Question

How do you evaluate the integral of $\int {{x^3}\ln \left( x \right)dx} $ ?

Answer 1

Hint: In the given question, we are required to find the value of the integral given to us in the question by using the integration by parts method. With the help of integration by parts method, we can find the integral of a product function by dividing it out as two separate entities. Then, we differentiate one entity and integrate the other as per the rule so as to obtain the answer.

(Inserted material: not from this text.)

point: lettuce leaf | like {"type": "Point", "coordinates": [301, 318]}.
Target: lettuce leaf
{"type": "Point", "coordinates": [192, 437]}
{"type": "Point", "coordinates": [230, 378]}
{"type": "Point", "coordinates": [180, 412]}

Complete step by step solution:
We have, $\int {{x^3}\ln \left( x \right)dx} $
So, we consider the given integral as a new variable.
Consider $I = \int {{x^3}\ln \left( x \right)dx} $
In integration by parts method, we integrate a function which is a product of two functions using a formula:
$\int {f\left( x \right)g\left( x \right)dx = f\left( x \right)\int {g\left( x \right)dx - \int {\left[ {\dfrac{d}{{dx}}f\left( x \right)\int {g\left( x \right)dx} } \right]dx} } } $
Hence, Using integration by parts method and considering $\ln \left( x \right)$as first function and ${x^3}$ as second function, we get
\[I = \left[ {\ln \left( x \right)\int {{x^3}dx} } \right] - \int {\left[ {\dfrac{d}{{dx}}\left( {\ln \left( x \right)} \right)\int {{x^3}dx} } \right]} dx\]
Now, we know that the derivative of $\ln \left( x \right)$ with respect to x is $\left( {\dfrac{1}{x}} \right)$. Also, we know that integral of $\left( {{x^3}} \right)$with respect to x is $\left( {\dfrac{{{x^4}}}{4}} \right)$. So, we get,
\[ \Rightarrow I = \left[ {\ln \left( x \right)\left( {\dfrac{{{x^4}}}{4}} \right)} \right] - \int {\left[ {\left( {\dfrac{1}{x}} \right)\left( {\dfrac{{{x^4}}}{4}} \right)} \right]} dx\]
Simplifying the expression further and cancelling the numerator and denominator of the integral expression. We get,
\[ \Rightarrow I = \left[ {\ln \left( x \right)\left( {\dfrac{{{x^4}}}{4}} \right)} \right] - \dfrac{1}{4}\left( {\int {{x^3}} dx} \right)\]
Now, we know that the integral of $\left( {{x^3}} \right)$with respect to x is $\left( {\dfrac{{{x^4}}}{4}} \right)$. We get,
\[ \Rightarrow I = \ln \left( x \right)\left( {\dfrac{{{x^4}}}{4}} \right) - \left( {\dfrac{{{x^4}}}{{16}}} \right) + c\]

So, the value of integral $\int {{x^3}\ln \left( x \right)dx} $ is \[\ln \left( x \right)\left( {\dfrac{{{x^4}}}{4}} \right) - \left( {\dfrac{{{x^4}}}{{16}}} \right) + c\], where c is any arbitrary constant.

Note: Integration by parts method can be used to solve integrals of various complex functions involving product of functions within itself easily. In the given question, the use of integration by parts method once has made the process much easier and organized. However, this might not be the case every time. We may have to apply the integration by parts method multiple times in order to reach the final answer.